Mon, Nov 18, 2019 - Page 3 News List

Book on White Terror Era focuses on young readers

By Chen Yu-hsun, Chen Yu-fu and Sherry Hsiao  /  Staff reporters, with staff writer

The National Human Rights Museum on Saturday released a new book by National Taiwan University history professor Chou Wan-yao (周婉窈) on the White Terror Era that includes the stories of political victims Huang Chiu-shuang (黃秋爽) and Tsai Kun-lin (蔡焜霖).

The book, titled The Road to Transitional Justice — The Past and Future of an Island (轉型正義之路─島嶼的過去與未來), is the “first book in Taiwan on transitional justice written for adolescent readers,” the museum said at a book launch at the Academia Historica building in Taipei.
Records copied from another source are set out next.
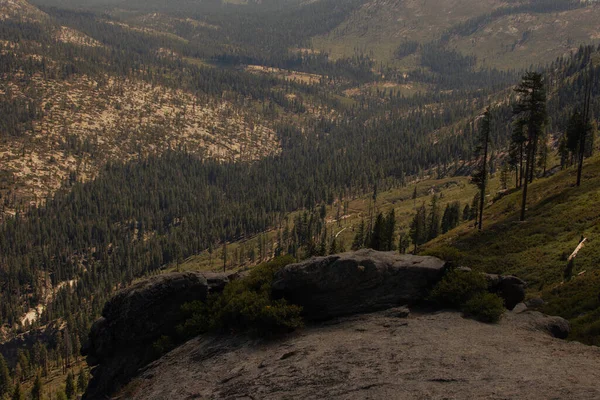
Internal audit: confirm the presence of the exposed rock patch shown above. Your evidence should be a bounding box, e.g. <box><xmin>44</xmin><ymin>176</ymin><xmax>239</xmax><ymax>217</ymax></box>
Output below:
<box><xmin>486</xmin><ymin>274</ymin><xmax>527</xmax><ymax>310</ymax></box>
<box><xmin>273</xmin><ymin>250</ymin><xmax>446</xmax><ymax>320</ymax></box>
<box><xmin>83</xmin><ymin>272</ymin><xmax>228</xmax><ymax>399</ymax></box>
<box><xmin>121</xmin><ymin>311</ymin><xmax>600</xmax><ymax>400</ymax></box>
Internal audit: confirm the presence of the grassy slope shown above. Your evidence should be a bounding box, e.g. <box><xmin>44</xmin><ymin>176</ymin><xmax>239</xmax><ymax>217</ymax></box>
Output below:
<box><xmin>450</xmin><ymin>4</ymin><xmax>600</xmax><ymax>69</ymax></box>
<box><xmin>426</xmin><ymin>156</ymin><xmax>600</xmax><ymax>345</ymax></box>
<box><xmin>313</xmin><ymin>0</ymin><xmax>502</xmax><ymax>62</ymax></box>
<box><xmin>312</xmin><ymin>0</ymin><xmax>600</xmax><ymax>70</ymax></box>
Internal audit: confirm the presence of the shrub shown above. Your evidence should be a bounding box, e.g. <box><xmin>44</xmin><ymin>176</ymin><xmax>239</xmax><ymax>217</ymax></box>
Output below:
<box><xmin>178</xmin><ymin>257</ymin><xmax>303</xmax><ymax>337</ymax></box>
<box><xmin>463</xmin><ymin>292</ymin><xmax>504</xmax><ymax>323</ymax></box>
<box><xmin>429</xmin><ymin>269</ymin><xmax>488</xmax><ymax>308</ymax></box>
Huang said she was 19 years old in 1950 when her father, Huang Tien (黃天), and her mother, Lin Yu-mei (林玉梅), were captured by intelligence officers.

Their family of seven was detained in prison and she was given a one-year sentence after being charged with “failure to report a crime,” she said.

In prison, they “slept like sardines, cramped in a tight space,” Huang Chiu-shuang said.

“In 1949, everyone thought they could welcome the ‘homeland’ with great enthusiasm,” she said. “Little did they know Taiwan would later experience inflation, food shortages and economic downfall.”

“The so-called ‘restoration’ was a disaster,” she added.

Tsai, 89, said he was taken away by military police “for having participated in a book club” on his way to work one day.

He was later “caught up in the Taipei telecommunications bureau case for no reason” and sentenced to 10 years in prison, he said.

He began serving his sentence in 1950, he said, adding that when he was first jailed he was beaten and subjected to electric shocks.

He is thankful to have survived and to be able to share the past with younger generations, he added.

Young people seldom seek out this part of history, which is why she wrote the book for adolescents, Chou said.

Two chapters in the book — “Imagine You Are a White Terror Victim” (想像你是白色恐怖受難者) and “Daily Life Under Martial Law: There is a Small Garrison Command in Everyone’s Heart” (戒嚴下的日常:人人心中有個小警總) — aim to connect the White Terror Era to everyday life, she said.

She hopes the stories of Huang Chiu-shuang, Tsai, Chang Chang-mei (張常美) and Chang Chin-hsing (張金杏) will resonate with young audiences, as they were all captured and sent to jail as teens, she said.

In related news, the Ill-gotten Party Assets Settlement Committee has partnered with Academia Historica to bring an exhibition of documents titled “Shared Economy: Ill-gotten Assets in Taiwan” (被共享的經濟:不當黨產在台灣) to Nantou County.

The exhibition is being hosted at Taiwan Historica’s Wenwu House, in Jhongsing New Village (中興新村), until March 31, the committee said.

The exhibition was well-received by young audiences during its two-day run at the SPOT-Taipei Film House in August, so the committee arranged for it to travel to Nantou, a committee member said.

The Nantou edition of the exhibition includes more historical documents than the previous one, they added.